🤖 AI Summary
This study addresses the ongoing challenge in drug development of integrating and structuring multidimensional patient-centered outcomes to enable comprehensive efficacy evaluation. It systematically compares three hierarchical composite methodologies—Generalized Pairwise Comparisons (GPC), Desirability of Outcome Ranking (DOOR), and the Markov Ordinal State Transition (MOST) model—and, for the first time, establishes their theoretical connections while elucidating fundamental structural and philosophical differences. Through statistical modeling, illustrative case analyses, and methodological comparison, the work clarifies the underlying mechanisms, appropriate use cases, strengths, and limitations of each approach. The findings provide a unified methodological framework to guide the design of patient-centered clinical trials and suggest promising directions for future research in outcome-based therapeutic assessment.
📝 Abstract
There is a growing recognition of the importance to involve patients in every stage of drug development. This shift acknowledges that patients' perspectives, experiences, and preferences are essential for ensuring that treatments meet real-world needs. In this context, a new body of statistical literature has emerged, focusing not only on the simultaneous consideration of multiple outcomes that reflect patients' overall experiences, but also on their structured prioritization. We refer to this class of approaches as hierarchical multi-component statistical methods. Among these, two influential frameworks - generalized pairwise comparisons (GPC) and desirability of outcome ranking (DOOR) - have emerged in the last decade, each aiming to offer a comprehensive approach to evaluating treatment effects.
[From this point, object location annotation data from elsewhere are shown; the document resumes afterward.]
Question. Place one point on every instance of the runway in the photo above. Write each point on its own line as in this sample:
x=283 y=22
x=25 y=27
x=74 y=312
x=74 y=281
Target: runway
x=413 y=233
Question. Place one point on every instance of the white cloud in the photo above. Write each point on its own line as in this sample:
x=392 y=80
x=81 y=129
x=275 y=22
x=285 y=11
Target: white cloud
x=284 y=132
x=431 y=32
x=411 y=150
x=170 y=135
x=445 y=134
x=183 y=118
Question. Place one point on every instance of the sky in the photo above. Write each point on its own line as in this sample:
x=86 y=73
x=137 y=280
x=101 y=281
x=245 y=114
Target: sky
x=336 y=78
A new methodology, referred to here as the Markov ordinal state transition model (MOST), has recently been introduced without focusing on an explicit link with GPC nor DOOR. This paper seeks to fill this gap by offering a comprehensive and comparative analysis of the three approaches. Through examples and an exploration of the structural and philosophical differences between the methods, our aim is to provide guidance and encourage lines of research in the rapidly-evolving landscape of hierarchical multi-component statistical methodologies.